(New York = Yonhap News) Yoon Young-sook, correspondent for Yonhap Infomax = New York stocks rose ahead of the results of the Federal Open Market Committee (FOMC) regular meeting of the Federal Reserve.
As of 10:29 am at the New York Stock Exchange (NYSE) on the 15th (Eastern time), the Dow Jones Industrial Average recorded 30,699.02, up 334.19 points (1.10%) from the previous field.
The Standard & Poor’s (S&P) 500 index rose 48.45 points (1.30%) to 3,783.93, and the Nasdaq index, centered on technology stocks, rebounded 176.76 points (1.63%) from the battlefield to 11,005.10.
The Fed announces its FOMC results at 2:00 pm EST on that day, and Fed Chairman Jerome Powell will hold a press conference 30 minutes later.
In addition, a dotplot containing members’ interest rate forecasts and the Fed’s inflation and growth forecasts will be released.
Markets are expecting the Fed to raise rates by 0.75 percentage points at this meeting, which is more than the 0.5 percentage points originally planned.
According to CME FedWatch, there is a 99% chance that traders will raise the interest rate by 0.75 percentage points in June in the interest rate futures market. This is a significant increase from 8.2% recorded a week ago, and shows that the mood has turned around since the Consumer Price Index (CPI) was released in May.
Some are arguing that the Fed should show its willingness to contain inflation by raising rates above 0.75 percentage points to restore market confidence.
Pershing Square Capital chief executive Bill Ackman said the Fed might restore market confidence if it raises rates by 0.75 percentage points in June and July. Said this might be better.
The market has entered a wait-and-see situation ahead of the FOMC results. Markets are paying attention to whether the Fed will raise rates by 0.75 percentage points as expected, as concerns regarding high-strength tightening are reflected in prices.
U.S. consumption data released today were sluggish.
Retail sales in May were $672.9 billion, seasonally adjusted, down 0.3% from the previous month, according to the Commerce Department. This was lower than the 1.0% increase expected by the Wall Street Journal (WSJ) and was weaker than the revised 0.7% increase in the previous month.
The European Central Bank (ECB) held an emergency meeting and announced market stabilization measures in response to the surge in interest rates on government bonds in neighboring countries in the eurozone.
The ECB today announced a new market support tool to strengthen flexibility in reinvesting in maturing bonds under the existing Pandemic Emergency Purchase Program (PEPP) and to prevent regional divisions.
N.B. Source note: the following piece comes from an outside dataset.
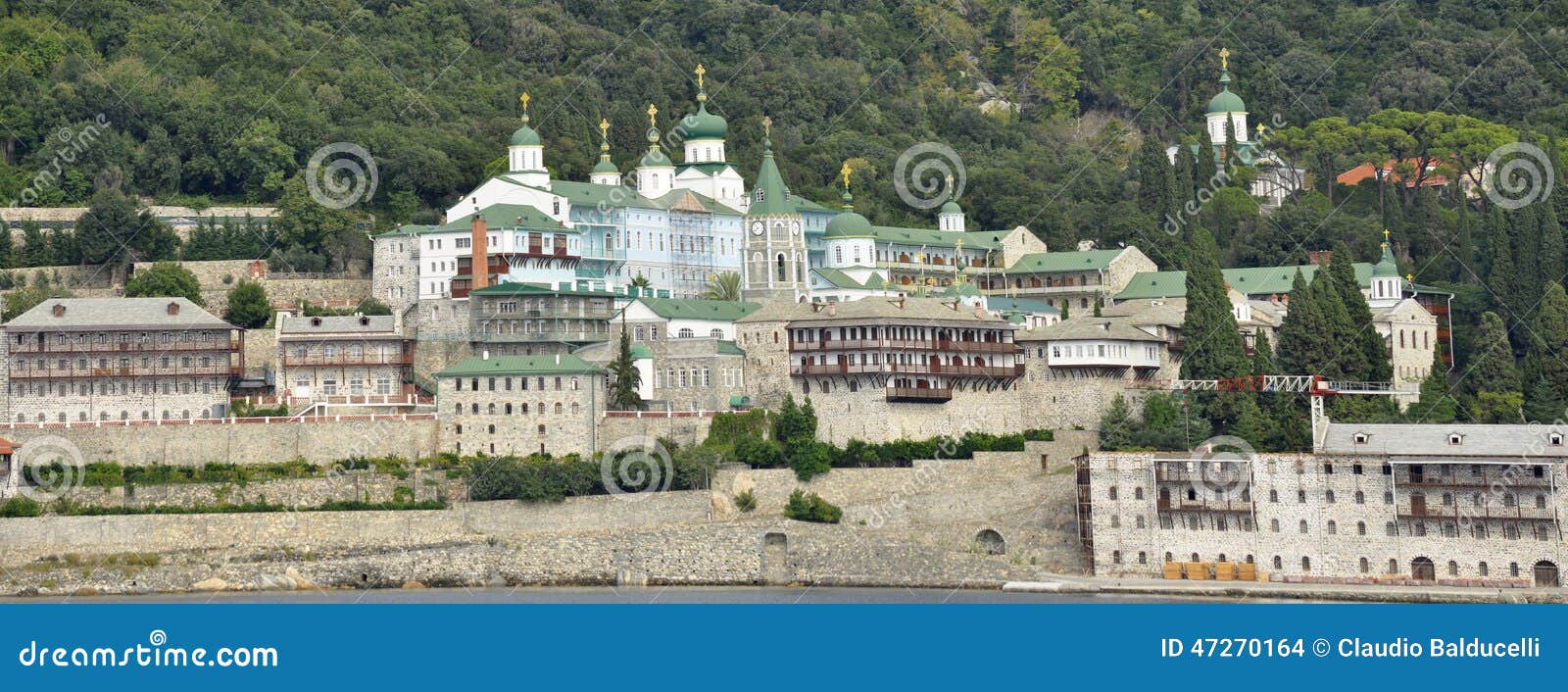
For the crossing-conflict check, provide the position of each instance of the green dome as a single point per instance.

As the eurozone government bond yields fell sharply on the news, the US government bond yields also fell.
New York stock market analysts said the Fed’s massive rate hike was a sign of the Fed’s commitment to price stability.
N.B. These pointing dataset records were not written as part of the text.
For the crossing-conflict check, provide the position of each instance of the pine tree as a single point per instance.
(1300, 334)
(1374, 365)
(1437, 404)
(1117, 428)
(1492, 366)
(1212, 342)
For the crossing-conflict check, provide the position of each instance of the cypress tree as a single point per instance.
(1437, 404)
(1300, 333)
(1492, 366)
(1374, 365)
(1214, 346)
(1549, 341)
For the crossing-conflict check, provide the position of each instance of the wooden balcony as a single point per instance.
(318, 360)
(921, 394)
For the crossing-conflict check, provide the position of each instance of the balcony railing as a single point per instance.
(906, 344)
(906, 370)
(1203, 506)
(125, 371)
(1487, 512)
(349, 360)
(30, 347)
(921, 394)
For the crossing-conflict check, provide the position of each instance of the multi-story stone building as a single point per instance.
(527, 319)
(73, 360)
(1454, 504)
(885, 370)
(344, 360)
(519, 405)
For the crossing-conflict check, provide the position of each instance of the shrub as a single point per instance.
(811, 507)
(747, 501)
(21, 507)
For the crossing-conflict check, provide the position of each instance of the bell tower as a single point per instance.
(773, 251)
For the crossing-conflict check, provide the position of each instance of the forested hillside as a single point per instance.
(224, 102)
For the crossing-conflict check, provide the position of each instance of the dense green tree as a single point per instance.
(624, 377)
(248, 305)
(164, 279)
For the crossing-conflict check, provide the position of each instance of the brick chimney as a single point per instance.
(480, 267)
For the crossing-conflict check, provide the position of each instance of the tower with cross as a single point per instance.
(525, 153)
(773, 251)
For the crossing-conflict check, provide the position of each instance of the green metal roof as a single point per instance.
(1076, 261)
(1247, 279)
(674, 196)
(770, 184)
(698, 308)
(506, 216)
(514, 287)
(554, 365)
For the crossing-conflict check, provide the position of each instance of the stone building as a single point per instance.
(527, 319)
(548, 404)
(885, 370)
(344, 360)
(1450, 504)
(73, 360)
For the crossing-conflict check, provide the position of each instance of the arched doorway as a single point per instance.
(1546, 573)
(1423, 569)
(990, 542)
“The headline change from a 0.5 percentage point increase to a 0.75 percentage point increase reflects the grim reality, but it also reflects the Fed’s commitment to achieving price stability,” Quincy Crosby, chief equity strategist at LPL Financial, told CNBC.
“It’s not a public opinion move, it’s not an idea that’s going to fail, it’s just reality,” he said.
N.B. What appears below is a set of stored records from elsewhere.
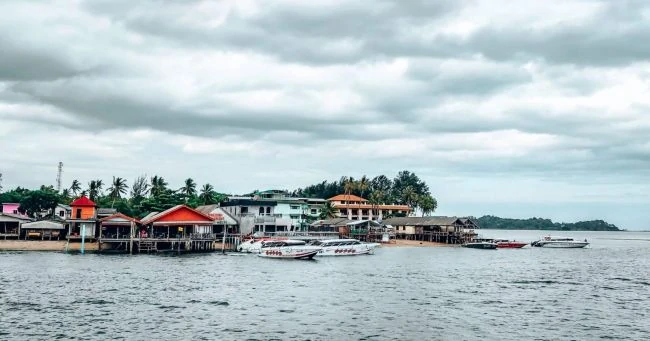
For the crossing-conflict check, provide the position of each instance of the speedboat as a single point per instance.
(288, 249)
(559, 242)
(481, 245)
(509, 244)
(254, 245)
(344, 247)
European stocks rose all at once.
Germany’s DAX index rose 1.94%, while the UK FTSE index rose 1.72%. The pan-European STOXX600 index is up 1.95%.
International oil prices fell slightly.
The price of West Texas Intermediate (WTI) crude for July was $118.16 per barrel, down 0.71% from the battlefield, and the price of Brent for August was $120.54 per barrel, down 0.51% from the battlefield.